もっとも王子殿下はいつだって出たら鉄砲玉で、城を空けている時の方が多いのだが。
エストライズが陥落し、セーブルもまた敵の手に落ちた。
それでもまだここは、平和な不安で済んでいる。
軍主の留守中、城を預かるルクレティアは、自身の裁量でセーブルからの文の封を切った。

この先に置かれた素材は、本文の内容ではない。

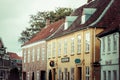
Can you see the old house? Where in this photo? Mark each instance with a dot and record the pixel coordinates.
(73, 52)
(35, 53)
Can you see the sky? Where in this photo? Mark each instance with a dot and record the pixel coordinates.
(15, 15)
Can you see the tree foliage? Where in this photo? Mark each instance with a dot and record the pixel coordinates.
(37, 22)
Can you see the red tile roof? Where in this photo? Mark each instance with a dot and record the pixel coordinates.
(45, 32)
(113, 27)
(100, 5)
(14, 56)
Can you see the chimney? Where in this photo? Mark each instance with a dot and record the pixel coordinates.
(47, 22)
(89, 1)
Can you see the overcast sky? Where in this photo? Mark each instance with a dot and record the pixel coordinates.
(14, 17)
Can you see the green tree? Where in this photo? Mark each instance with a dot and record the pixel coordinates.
(37, 22)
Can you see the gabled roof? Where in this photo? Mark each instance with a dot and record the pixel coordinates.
(113, 27)
(45, 32)
(1, 43)
(14, 56)
(104, 10)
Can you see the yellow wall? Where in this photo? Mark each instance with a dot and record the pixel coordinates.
(86, 58)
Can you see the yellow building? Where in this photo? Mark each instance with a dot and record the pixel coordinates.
(73, 51)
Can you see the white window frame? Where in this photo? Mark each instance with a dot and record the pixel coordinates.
(87, 42)
(53, 49)
(43, 53)
(87, 73)
(38, 53)
(28, 55)
(109, 43)
(24, 56)
(33, 55)
(49, 50)
(72, 45)
(65, 47)
(115, 42)
(59, 48)
(78, 44)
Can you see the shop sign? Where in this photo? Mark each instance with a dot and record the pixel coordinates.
(77, 61)
(65, 59)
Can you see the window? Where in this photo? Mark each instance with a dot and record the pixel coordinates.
(114, 75)
(114, 41)
(28, 56)
(66, 74)
(87, 42)
(104, 75)
(103, 47)
(109, 75)
(59, 48)
(59, 74)
(53, 49)
(28, 76)
(72, 74)
(38, 75)
(87, 73)
(38, 54)
(79, 44)
(49, 50)
(43, 53)
(24, 56)
(72, 45)
(33, 55)
(65, 46)
(109, 43)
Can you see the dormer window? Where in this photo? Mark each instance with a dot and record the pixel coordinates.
(68, 21)
(87, 12)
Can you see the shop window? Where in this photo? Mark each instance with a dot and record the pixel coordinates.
(104, 75)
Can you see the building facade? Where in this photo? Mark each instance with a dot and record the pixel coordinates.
(110, 51)
(34, 53)
(4, 62)
(73, 52)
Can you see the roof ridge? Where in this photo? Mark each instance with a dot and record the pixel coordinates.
(103, 13)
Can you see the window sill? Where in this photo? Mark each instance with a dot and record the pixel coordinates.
(78, 53)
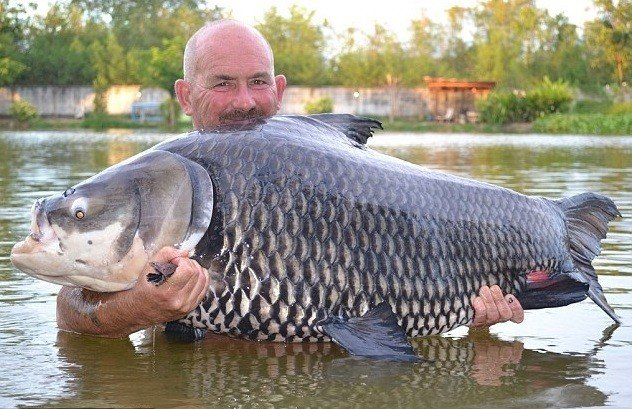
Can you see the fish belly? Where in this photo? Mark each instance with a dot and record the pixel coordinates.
(301, 234)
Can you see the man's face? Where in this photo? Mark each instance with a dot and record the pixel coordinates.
(233, 81)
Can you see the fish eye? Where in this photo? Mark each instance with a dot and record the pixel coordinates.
(79, 208)
(68, 192)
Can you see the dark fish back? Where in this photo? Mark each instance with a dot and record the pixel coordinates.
(308, 224)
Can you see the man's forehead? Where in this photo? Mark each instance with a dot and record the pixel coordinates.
(233, 52)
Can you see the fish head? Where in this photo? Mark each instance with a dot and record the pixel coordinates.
(101, 233)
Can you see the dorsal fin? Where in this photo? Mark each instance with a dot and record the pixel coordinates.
(356, 128)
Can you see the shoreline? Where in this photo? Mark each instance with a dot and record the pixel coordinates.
(591, 124)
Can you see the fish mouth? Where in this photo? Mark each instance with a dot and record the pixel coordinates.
(41, 231)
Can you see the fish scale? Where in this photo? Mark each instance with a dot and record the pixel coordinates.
(314, 226)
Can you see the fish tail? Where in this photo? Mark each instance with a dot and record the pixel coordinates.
(587, 216)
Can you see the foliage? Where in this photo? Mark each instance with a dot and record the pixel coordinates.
(23, 111)
(298, 43)
(319, 106)
(620, 108)
(374, 60)
(59, 48)
(587, 124)
(591, 107)
(548, 97)
(171, 111)
(101, 121)
(13, 25)
(609, 39)
(513, 42)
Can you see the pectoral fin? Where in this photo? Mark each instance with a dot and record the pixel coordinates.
(162, 271)
(374, 335)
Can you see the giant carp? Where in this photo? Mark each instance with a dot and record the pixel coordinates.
(310, 235)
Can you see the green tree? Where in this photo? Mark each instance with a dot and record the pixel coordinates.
(610, 38)
(422, 51)
(298, 43)
(58, 48)
(381, 61)
(456, 57)
(165, 66)
(505, 40)
(561, 55)
(13, 22)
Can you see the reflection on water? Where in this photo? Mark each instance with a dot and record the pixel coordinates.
(474, 370)
(557, 358)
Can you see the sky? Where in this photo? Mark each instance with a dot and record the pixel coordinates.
(395, 15)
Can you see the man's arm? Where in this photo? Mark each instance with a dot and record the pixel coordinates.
(121, 313)
(492, 307)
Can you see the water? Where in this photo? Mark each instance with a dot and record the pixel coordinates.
(563, 357)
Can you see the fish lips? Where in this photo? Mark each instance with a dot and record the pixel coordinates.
(41, 239)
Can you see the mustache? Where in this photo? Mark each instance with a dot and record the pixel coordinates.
(242, 115)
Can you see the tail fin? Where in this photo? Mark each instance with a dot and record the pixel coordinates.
(587, 216)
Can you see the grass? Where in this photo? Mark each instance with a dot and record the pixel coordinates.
(588, 118)
(93, 122)
(586, 124)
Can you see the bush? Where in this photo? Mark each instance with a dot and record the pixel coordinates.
(548, 98)
(591, 107)
(23, 111)
(586, 124)
(621, 108)
(320, 106)
(502, 107)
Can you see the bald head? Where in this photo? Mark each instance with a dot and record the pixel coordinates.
(228, 76)
(218, 35)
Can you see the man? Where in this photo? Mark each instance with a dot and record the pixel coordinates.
(228, 79)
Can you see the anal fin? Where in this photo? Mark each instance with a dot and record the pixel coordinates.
(545, 291)
(178, 332)
(374, 335)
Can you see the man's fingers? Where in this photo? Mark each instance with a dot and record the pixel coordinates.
(491, 310)
(517, 313)
(504, 312)
(480, 315)
(170, 255)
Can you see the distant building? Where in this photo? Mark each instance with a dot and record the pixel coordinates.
(453, 99)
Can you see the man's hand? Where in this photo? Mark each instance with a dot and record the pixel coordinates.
(491, 307)
(178, 295)
(121, 313)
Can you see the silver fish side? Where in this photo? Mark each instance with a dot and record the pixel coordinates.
(309, 224)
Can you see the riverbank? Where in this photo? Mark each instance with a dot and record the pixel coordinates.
(584, 124)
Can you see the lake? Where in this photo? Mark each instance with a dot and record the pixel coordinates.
(563, 357)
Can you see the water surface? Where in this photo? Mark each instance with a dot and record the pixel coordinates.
(563, 357)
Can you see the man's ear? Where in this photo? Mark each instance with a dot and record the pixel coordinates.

つい先日、ロードレイクに避難したセーブル領主ソリス・ラウルベルからも一報あったところである。
ルクレティアでなくとも奇異に感じるだろう。
いかにも女文字という感じの、流麗な筆跡。
達筆というのではないが、整っていて読み易い。
ルクレティアはざっと目を通し、次いで念を入れて熟読。
ルクレティアの片眉がわずかに上がった。
「お呼びでしょうか」
ルクレティアの私室を、ダインが訪れたのはそれからすぐのこと。
「ええ、お呼びです」
ルクレティアは、セーブル警備隊長に椅子を勧め、茶を淹れた。
ダインは慣れない場所に戸惑い、居心地悪そうにしている。
「セーブルからお手紙ですよ。
正確には、ユーリさんから」
「ユーリ殿から?」
ダインは怪訝そうにしながら受け取った。
封筒の表書きを律儀に確かめるダインに、ルクレティアは再度促す。